Tüm dünyanın bu ışıkla sarmalandığını fark ettikten sonra aynı ışığın hızla dünyanın içine nüfuz edip magma tabakasına doğru ilerlediğini düşünürüm. Bütün bunlar olurken:
“- Yaratıcı Kaynak’ın saf ışığından içimde ve dışımda bana ait olan savaşla ilgili ne varsa yıkayıp arındırmasını ve bir daha başka hiçbir şeyle yer değiştirmeyecek biçimde hücre boşluklarımda kalmasını diliyorum” diyerek arınmaya ve dönüşüp dönüştürmeye devam ediyorum.

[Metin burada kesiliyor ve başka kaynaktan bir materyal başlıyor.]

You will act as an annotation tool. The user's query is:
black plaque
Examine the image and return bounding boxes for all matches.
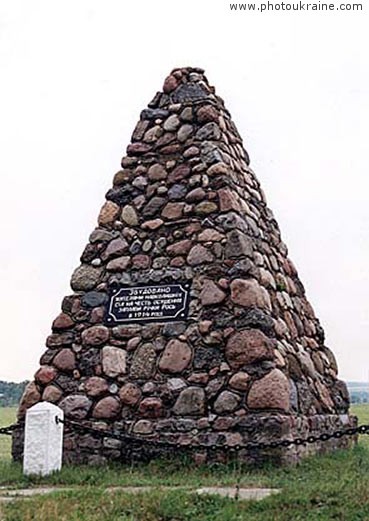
[106,282,190,325]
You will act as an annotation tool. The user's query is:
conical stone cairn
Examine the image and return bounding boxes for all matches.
[13,68,355,463]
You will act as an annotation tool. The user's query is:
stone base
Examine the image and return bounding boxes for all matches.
[13,414,357,465]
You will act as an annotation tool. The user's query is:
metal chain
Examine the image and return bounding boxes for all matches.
[0,416,369,452]
[55,417,369,452]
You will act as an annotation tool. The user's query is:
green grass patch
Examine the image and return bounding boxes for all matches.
[0,405,369,521]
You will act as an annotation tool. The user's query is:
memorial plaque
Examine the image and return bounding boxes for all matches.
[106,282,190,325]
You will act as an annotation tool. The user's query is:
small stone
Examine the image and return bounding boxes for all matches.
[138,396,163,418]
[130,343,156,379]
[142,197,166,217]
[177,125,193,143]
[167,239,192,255]
[101,237,128,260]
[133,420,154,435]
[159,339,192,373]
[231,279,272,309]
[200,279,226,306]
[122,204,138,226]
[173,386,205,416]
[81,291,108,308]
[161,203,184,220]
[247,369,290,412]
[187,244,214,266]
[106,256,131,271]
[98,201,120,226]
[214,391,241,414]
[225,329,274,370]
[163,114,181,132]
[59,394,92,420]
[197,105,219,123]
[163,75,179,94]
[147,163,168,181]
[70,264,102,291]
[229,371,250,391]
[196,122,222,141]
[168,184,187,200]
[35,365,58,385]
[102,346,127,378]
[92,396,120,420]
[84,376,109,398]
[119,383,142,407]
[225,230,253,259]
[82,325,109,346]
[141,219,164,230]
[52,313,74,331]
[53,348,76,372]
[186,188,206,203]
[42,385,63,403]
[195,201,218,215]
[197,228,224,242]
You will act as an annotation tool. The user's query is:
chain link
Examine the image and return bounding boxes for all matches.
[0,416,369,453]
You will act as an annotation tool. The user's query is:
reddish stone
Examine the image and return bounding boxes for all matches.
[218,188,241,212]
[84,376,109,397]
[82,325,109,346]
[214,391,241,414]
[163,75,179,94]
[42,385,63,403]
[197,105,219,123]
[98,201,120,225]
[132,254,151,270]
[231,279,271,309]
[141,219,164,230]
[52,313,74,331]
[138,397,164,418]
[187,244,214,266]
[127,142,151,156]
[17,382,41,419]
[225,329,274,370]
[229,371,250,391]
[101,237,128,260]
[167,239,192,255]
[147,163,167,181]
[119,383,141,407]
[53,349,76,371]
[161,203,184,220]
[159,339,192,373]
[92,396,120,420]
[106,256,131,271]
[247,369,290,412]
[198,228,224,242]
[200,279,226,306]
[35,365,58,385]
[168,163,191,183]
[59,394,92,420]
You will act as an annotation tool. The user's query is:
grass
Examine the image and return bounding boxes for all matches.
[0,405,369,521]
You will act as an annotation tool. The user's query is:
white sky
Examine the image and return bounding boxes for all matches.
[0,0,369,381]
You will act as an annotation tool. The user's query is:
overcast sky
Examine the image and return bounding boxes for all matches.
[0,0,369,381]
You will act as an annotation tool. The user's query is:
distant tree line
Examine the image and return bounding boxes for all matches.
[0,380,28,407]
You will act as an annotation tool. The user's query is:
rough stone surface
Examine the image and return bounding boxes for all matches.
[226,329,274,370]
[102,346,127,378]
[247,369,290,412]
[173,387,205,416]
[13,67,355,464]
[159,339,192,373]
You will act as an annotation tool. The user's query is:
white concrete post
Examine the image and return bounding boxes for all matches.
[23,402,64,476]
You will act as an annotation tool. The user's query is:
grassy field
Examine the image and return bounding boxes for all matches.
[0,405,369,521]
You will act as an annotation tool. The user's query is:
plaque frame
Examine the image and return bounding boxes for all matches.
[104,281,191,327]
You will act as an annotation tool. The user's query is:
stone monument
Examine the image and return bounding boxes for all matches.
[13,68,355,462]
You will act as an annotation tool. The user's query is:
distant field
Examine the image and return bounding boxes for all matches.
[0,405,369,521]
[0,407,17,460]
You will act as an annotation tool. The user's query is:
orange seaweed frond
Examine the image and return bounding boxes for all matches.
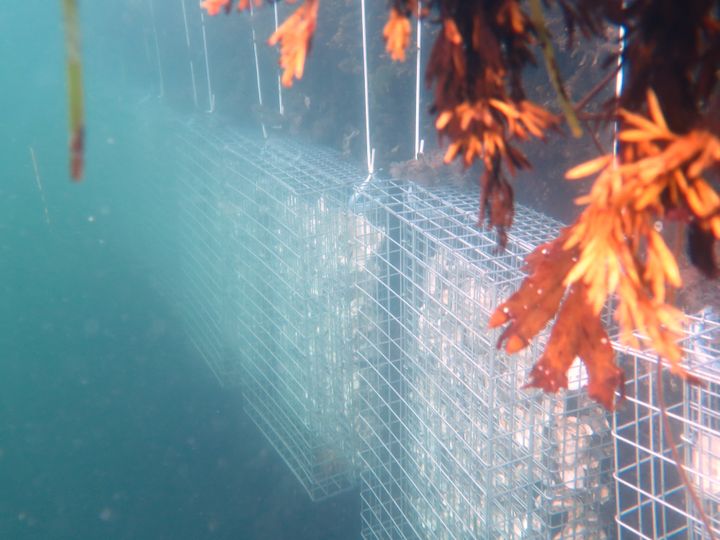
[490,91,720,408]
[383,8,410,62]
[268,0,320,86]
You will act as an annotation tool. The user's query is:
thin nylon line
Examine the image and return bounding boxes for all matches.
[250,2,267,139]
[415,0,422,159]
[200,11,215,113]
[273,2,285,115]
[360,0,375,174]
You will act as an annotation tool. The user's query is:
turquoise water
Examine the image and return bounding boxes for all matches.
[0,0,360,540]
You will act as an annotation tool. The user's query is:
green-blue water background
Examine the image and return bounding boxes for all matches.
[0,0,359,540]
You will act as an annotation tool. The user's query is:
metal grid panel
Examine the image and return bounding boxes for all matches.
[170,119,720,539]
[613,309,720,539]
[175,124,362,500]
[356,181,612,538]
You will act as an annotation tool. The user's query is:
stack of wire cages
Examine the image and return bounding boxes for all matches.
[355,179,614,539]
[613,308,720,539]
[175,121,239,385]
[174,120,369,500]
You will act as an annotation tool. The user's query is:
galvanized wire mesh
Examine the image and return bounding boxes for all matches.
[180,121,361,499]
[356,181,612,538]
[166,119,720,539]
[613,309,720,539]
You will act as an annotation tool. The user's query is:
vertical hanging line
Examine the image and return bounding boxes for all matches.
[415,0,425,159]
[273,2,285,116]
[360,0,375,175]
[248,2,267,139]
[613,26,625,158]
[200,11,215,113]
[148,0,165,98]
[180,0,197,109]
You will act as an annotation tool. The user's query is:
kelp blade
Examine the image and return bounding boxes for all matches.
[63,0,85,181]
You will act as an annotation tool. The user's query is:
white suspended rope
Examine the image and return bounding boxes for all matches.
[180,0,197,109]
[249,2,267,139]
[415,0,425,159]
[200,11,215,113]
[360,0,375,175]
[613,26,625,158]
[273,2,285,116]
[148,0,165,98]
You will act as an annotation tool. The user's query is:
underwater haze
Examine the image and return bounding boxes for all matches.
[0,0,360,540]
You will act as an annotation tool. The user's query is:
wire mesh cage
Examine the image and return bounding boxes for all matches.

Bence işe yarıyor. Her gün çevremdeki insanların daha fazla diğerini kabul ettiğini görüyorum ve çalışmamın işe yaradığını böylece anlıyorum. Bana yardım etmek, çalışmayı hızlandırmak ve dünyada barışın olabilecek en kısa zamanda ordusuz bir şekilde yerleşmesine destek vermek isterseniz yukarıda yazdığım (bilinçaltını yeniden programlama çalışmasını) aynen ya da kendi yönteminize göre uygulayın.
Son olarak annesini arayan savaşçı erkekleri de onurlandırabileceğiniz:
“- Annesiz büyüyen ve ancak savaşarak ayakta kalabilirim diyen bütün insanlar, hepinizi şimdi görüyorum. Her birinizin kaderini bütün varlığımla onurlandırıyorum. Sizi bugüne dek zihnimde tuttuğum için özür diliyorum. Lütfen beni bağışlayın, teşekkür ediyorum, sizi seviyorum” Ho’oponopono olumlama tümcesinden yararlanarak dünyada kalıcı barışın kurulmasına katkılarınızı pekiştirebilirsiniz.

Kendi adıma:

“- Bütün annesiz büyüyen başarılı erkekleri zihnimde canlı tutan anılar sizi şimdi görüyorum ve varlığınızı onurlandırıyorum. Bu yazıyı yazmaya ancak sizin zihnimdeki varlığınızı koruyarak ulaşabilirdim. Bunca zaman zihnimde bir anı olarak benimle kalmayı kabul ettiğiniz için size çok teşekkür ediyorum. Şimdi sizin de ışığa dönüşme ve özgürleşme zamanınız geldi. Sizleri bu zamana kadar serbest bırakamadığım için özür diliyorum ve sevgiyle ışığa dönüştürüyorum. Lütfen kendi içinizdeki ışığın açığa çıkmasına izin verin, ışığa katılın, ışıkta kalın. Teşekkür ediyorum, sizi seviyorum”

 

Diyorum ve yazımı sevgi ve ışıkla noktalıyorum.